Ignatius Njobvu has overtaken FIDE Master (FM) Phemelo Khetho as the highest rated chess player in the country. In the latest World Chess Federation (FIDE) rankings that became effective on July 1, Njobvu's rating has now gone up from 2235 to 2247 after the World body rated the nine games he played at the recent Turin Olympiad. This is a gain of 12 points from his previous 2235.

FM Khetho gained only two points from the eight games rated at the same event. He is now rated 2240. Njobvu's return to the top as Botswana's number one player is not a surprise, given his recent good form at international events. Njobvu played well at the Olympiad and was at one point on course to be titled after he amassed 3.5/4 points.

Ignatius Njobvu (Botswana)

Four losses in a row put an end to his dreams of getting a title that has somehow proved to be elusive for Botswana's tournament record holder. Njobvu started dominating way back in 1992 as a primary school pupil when he beat players much older than himself. Then he was simply unstoppable and won the senior school's championships as a 12-year-old. His run in the school's championships was broken only once in 1993 by Michael Modimakwane of Molefhi Secondary School. Except for this setback, Njobvu never looked back and was schools' champion until completing his Form five.

That Njobvu won the Botswana National Championship as a pupil in 1996 speaks volume about his playing abilities, as at the time there were strong players in the likes of
Nedjo Stevanovic, John Hutcheson, John Toscano, Mopati Jobe, to mention a few. He has been victorious at Botswana Open Championships, ahead of renowned players in International Masters (IM) Amon Simutowe and Robert Gwaze of Zambia and Zimbabwe respectively. That Njobvu is still not titled is something that is beyond the understanding of many looking at his impressive record.

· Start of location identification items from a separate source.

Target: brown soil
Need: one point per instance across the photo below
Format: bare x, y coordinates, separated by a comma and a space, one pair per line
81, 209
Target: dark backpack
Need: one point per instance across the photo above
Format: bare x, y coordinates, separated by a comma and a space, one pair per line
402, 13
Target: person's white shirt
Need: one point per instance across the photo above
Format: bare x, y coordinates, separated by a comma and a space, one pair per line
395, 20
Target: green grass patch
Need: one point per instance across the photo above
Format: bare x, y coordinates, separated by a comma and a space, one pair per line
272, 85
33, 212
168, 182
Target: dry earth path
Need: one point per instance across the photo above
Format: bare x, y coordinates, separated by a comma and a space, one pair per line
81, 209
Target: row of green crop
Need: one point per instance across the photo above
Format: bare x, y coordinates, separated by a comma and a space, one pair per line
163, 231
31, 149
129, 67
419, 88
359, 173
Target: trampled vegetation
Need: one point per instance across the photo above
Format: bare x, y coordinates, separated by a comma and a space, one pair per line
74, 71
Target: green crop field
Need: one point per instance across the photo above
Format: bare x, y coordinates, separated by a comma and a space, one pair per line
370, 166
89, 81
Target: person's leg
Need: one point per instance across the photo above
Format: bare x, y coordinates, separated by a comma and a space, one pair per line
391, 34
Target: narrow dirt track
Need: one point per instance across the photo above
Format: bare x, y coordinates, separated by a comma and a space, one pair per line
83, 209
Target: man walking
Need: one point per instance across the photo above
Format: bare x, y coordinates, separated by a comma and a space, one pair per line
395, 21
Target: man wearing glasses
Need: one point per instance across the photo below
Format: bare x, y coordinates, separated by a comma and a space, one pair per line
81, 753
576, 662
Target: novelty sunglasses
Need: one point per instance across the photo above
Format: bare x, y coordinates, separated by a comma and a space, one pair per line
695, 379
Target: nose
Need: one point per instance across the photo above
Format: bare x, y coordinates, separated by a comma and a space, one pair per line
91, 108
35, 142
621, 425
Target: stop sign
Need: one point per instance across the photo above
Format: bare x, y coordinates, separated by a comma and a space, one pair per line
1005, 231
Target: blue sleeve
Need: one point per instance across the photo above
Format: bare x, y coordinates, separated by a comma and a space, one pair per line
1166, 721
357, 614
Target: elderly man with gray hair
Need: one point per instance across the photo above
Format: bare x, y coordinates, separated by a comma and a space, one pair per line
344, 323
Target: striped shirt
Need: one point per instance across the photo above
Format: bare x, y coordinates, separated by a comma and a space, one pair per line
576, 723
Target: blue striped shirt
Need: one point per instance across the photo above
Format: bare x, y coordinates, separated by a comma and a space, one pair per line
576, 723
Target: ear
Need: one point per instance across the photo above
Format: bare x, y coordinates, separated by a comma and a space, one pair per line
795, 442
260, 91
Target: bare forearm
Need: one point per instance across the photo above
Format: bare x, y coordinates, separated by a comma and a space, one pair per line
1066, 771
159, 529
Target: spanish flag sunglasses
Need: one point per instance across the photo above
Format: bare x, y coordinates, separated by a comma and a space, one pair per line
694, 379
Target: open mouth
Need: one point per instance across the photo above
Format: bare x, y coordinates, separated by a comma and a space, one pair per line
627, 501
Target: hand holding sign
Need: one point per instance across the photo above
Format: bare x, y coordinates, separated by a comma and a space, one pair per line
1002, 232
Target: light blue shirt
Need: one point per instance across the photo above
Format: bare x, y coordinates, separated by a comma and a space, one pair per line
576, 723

FM Khetho is sure to be pleased with the two points he has gained as he did not have a particularly impressive Olympiad by his standards. When things get rough, as was the case with Khetho in Italy, then a player is often happy with keeping his current rating as opposed to losing points. The FM has been dominant in the local chess scene for the past two years as evidenced by his back-to-back victories in the national championships. John Hutcheson is third in the rankings with a rating of 2200.

Hutcheson has not played much chess in the past three years and looks to have gone into semi-retirement.
Ofentse Molale, who could only score 2.5/5 points at the Olympiad has lost fourteen points and is fourth. Rated at 2210 before the Olympiad, Molale's rating has gone down to 2196. Tebogo Pitlagano in fifth place has made a huge gain from 2130 before the Olympiad to 2155. Barileng Gaealafshwe, who had a torrid Olympiad scoring just 1/7 points has lost 18 points and is now rated 2107. This puts him in eighth place in the country. Providence Oatlhotse and Olebogeng Hosiah are sixth and seventh in the list respectively. Their ratings are unchanged as they did not play any rated games.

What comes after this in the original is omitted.